Correlation Doesn’t Imply Causation (But It Does Waggle Its Eyebrows Suggestively and Gesture Furtively While Mouthing “Look over There”)
Well, this weekend in my private tutoring ended up being all about correlation/causation issues, and I feel like sharing, so here you go:
The issue of correlation versus causation shows up on the LSAT, the GMAT, and the GRE, among other standardized tests. It’s a good idea to start by trying to understand correlation and causation generally. We’ll look at specific examples/applications and a full question analysis towards the end.
What is Correlation?
To say that two items are correlated is to say that they vary together. Correlation is a statistical concept. A correlation between two items means that if one item is present then the other item is more likely to be present than it otherwise would be. The presence of one item does not have to guarantee the presence of the other or even make the presence of the other item likely in any absolute sense.

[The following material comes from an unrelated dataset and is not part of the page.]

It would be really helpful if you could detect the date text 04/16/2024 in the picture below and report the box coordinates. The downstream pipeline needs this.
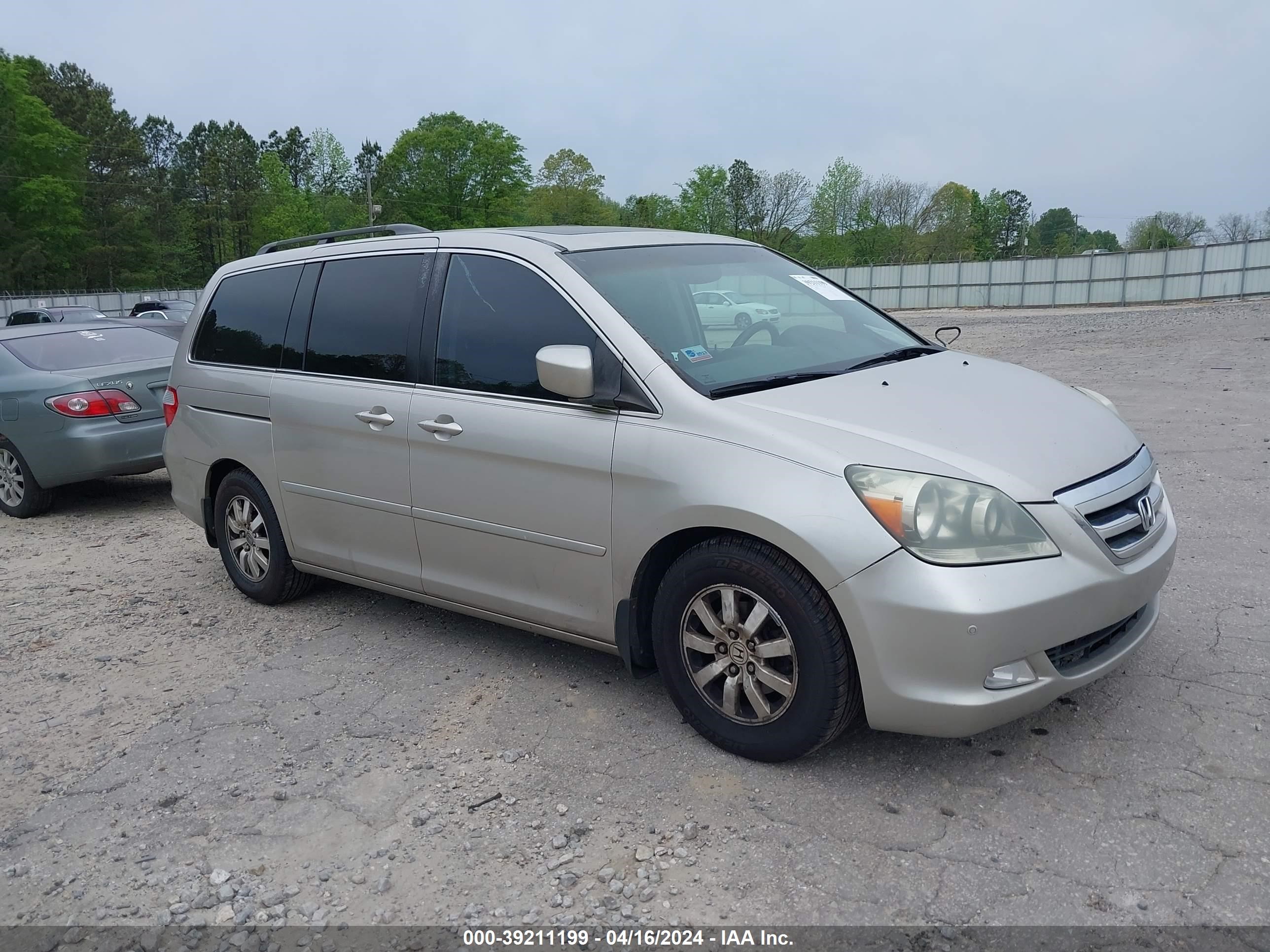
[462,929,794,948]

On standardized tests like the LSAT, statements like the following indicate correlation:
- • “Babies born prematurely were more likely to have low birth weights and to suffer from health problems than were babies not born prematurely.” (Premature birth is correlated with low birth weight and health problems.)
- • “People who drive cars equipped with antilock brakes have more accidents than those who drive cards not equipped with antilock brakes.” (Antilock brakes are correlated with accidents.)

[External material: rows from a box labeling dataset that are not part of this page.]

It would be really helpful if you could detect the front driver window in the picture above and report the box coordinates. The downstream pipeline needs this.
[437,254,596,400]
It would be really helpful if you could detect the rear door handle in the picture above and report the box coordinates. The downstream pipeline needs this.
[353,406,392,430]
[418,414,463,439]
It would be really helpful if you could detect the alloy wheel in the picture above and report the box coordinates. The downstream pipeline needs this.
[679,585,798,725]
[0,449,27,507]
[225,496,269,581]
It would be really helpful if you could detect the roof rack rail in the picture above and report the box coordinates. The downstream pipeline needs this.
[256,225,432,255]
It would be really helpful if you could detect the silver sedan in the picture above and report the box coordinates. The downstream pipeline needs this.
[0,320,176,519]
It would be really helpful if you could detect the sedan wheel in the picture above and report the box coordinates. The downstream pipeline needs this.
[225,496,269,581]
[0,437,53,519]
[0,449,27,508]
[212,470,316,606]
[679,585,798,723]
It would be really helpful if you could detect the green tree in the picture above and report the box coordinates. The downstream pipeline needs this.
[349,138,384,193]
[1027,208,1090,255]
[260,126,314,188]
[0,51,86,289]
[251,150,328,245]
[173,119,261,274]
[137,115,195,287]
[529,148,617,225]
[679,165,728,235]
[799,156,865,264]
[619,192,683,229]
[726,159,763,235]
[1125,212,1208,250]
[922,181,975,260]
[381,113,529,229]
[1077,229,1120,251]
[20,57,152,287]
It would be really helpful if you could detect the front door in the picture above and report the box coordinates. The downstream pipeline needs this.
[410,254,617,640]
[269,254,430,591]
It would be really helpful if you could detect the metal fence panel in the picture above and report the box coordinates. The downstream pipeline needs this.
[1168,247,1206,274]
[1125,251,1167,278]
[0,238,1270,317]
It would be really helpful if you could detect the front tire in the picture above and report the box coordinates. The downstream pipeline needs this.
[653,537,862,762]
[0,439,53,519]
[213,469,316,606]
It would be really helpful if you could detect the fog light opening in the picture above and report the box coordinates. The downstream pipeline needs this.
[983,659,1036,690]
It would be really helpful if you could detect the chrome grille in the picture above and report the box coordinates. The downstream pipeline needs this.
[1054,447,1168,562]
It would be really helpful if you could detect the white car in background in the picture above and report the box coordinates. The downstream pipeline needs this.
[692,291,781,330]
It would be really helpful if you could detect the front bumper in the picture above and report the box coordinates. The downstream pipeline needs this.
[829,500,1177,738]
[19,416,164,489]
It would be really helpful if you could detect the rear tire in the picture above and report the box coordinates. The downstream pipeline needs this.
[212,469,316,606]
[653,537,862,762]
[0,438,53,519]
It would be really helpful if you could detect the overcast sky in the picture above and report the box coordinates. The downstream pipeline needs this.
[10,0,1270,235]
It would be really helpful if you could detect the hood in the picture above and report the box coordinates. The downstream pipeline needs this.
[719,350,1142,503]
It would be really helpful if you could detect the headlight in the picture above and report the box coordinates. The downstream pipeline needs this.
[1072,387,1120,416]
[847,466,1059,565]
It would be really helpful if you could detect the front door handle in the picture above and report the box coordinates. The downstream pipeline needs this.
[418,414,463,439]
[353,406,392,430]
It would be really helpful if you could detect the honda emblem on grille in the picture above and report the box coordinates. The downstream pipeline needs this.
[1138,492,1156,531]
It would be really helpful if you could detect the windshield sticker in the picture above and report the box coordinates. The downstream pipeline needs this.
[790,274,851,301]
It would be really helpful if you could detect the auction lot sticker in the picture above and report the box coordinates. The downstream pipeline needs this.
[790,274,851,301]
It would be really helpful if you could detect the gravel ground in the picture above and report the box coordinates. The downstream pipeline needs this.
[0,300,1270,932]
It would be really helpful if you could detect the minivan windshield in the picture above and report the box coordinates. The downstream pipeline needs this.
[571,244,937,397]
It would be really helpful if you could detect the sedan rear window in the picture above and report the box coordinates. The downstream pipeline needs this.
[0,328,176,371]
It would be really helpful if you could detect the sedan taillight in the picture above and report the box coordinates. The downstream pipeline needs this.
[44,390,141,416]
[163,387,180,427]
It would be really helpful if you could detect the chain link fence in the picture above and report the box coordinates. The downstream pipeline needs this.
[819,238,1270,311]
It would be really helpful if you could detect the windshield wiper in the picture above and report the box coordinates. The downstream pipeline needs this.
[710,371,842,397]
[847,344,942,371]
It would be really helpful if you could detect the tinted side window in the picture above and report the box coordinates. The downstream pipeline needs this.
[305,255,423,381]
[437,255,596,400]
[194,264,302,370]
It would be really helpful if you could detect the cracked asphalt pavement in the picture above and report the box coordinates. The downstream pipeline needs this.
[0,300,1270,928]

- • “The number of airplanes equipped with a new anticollision device has increased steadily during the past two years. During the same period, it has become increasingly common for key information about an airplane’s altitude and speed to disappear suddenly from air traffic controllers’ screens.” (The new anticollision device is correlated with the disappearance of key information.)
Correlation is not causation.
What is Causation?
Causation, in fact, is neither so easily defined nor so easily established. In the purest sense, causation means that the “effect” event would not have happened had the “cause” event not occurred. The problem with this sort of definition is that it is virtually always impossible to draw definitive conclusions about what would have happened if things had been different. These “counterfactuals” can never be known with 100% certainty. Furthermore, many useful more-flexible definitions of causation fail to meet this difficult standard. In practice, we will avoid focusing on any exact definition of causation, and will instead “know it when we see it.”

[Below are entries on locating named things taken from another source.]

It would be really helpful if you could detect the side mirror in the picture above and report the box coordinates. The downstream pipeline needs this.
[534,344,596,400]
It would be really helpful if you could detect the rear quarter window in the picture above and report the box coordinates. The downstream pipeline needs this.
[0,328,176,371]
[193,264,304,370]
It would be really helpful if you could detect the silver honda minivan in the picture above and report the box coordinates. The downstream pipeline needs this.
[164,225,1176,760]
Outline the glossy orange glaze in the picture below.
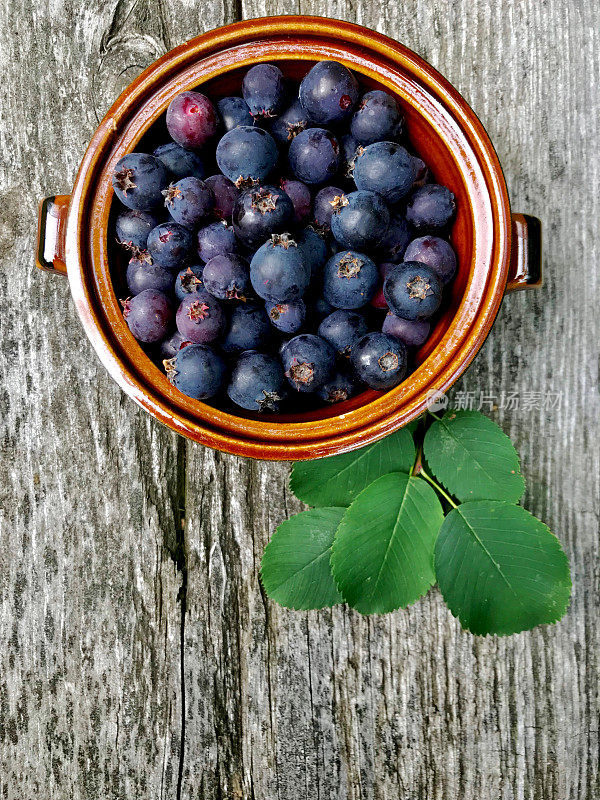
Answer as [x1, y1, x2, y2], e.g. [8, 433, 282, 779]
[47, 16, 540, 460]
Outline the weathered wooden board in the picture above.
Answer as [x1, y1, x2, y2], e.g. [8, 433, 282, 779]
[0, 0, 600, 800]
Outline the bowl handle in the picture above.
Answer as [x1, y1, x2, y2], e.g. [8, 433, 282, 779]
[35, 194, 71, 276]
[506, 214, 542, 292]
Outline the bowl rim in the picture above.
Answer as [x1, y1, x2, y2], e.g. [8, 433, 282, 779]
[66, 16, 511, 460]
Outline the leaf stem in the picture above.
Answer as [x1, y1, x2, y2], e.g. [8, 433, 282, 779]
[419, 467, 458, 508]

On standardized tests like the LSAT, statements like the following indicate causation:
- • “Adequate prenatal care significantly decreases the risk of low birth weight babies.”
- • “Experiencing an earthquake can cause people to dream about earthquakes.”
- • “Banks will lend more money if those standards are relaxed.”
Importantly, we must also recognize what causation is not. First, causation is not correlation, and we must be able to identify statements of correlation (see above) and to distinguish them from statements of causation. Second, causation is not the stuff of formal logical arrow diagrams and if/then statements – causation is not implication. To say that “smoking ’causes’ cancer” does not mean that “if you smoke, then you will get cancer.” Causation as it is used on these tests can exist even if the cause in question does not always produce the effect. Third, causation is not dependent on the effect in question always being a product of the given cause. That is, something can be a cause of a given effect even if it is not the only cause capable of producing that effect. All of these points are regularly represented in trap wrong answers on these tests.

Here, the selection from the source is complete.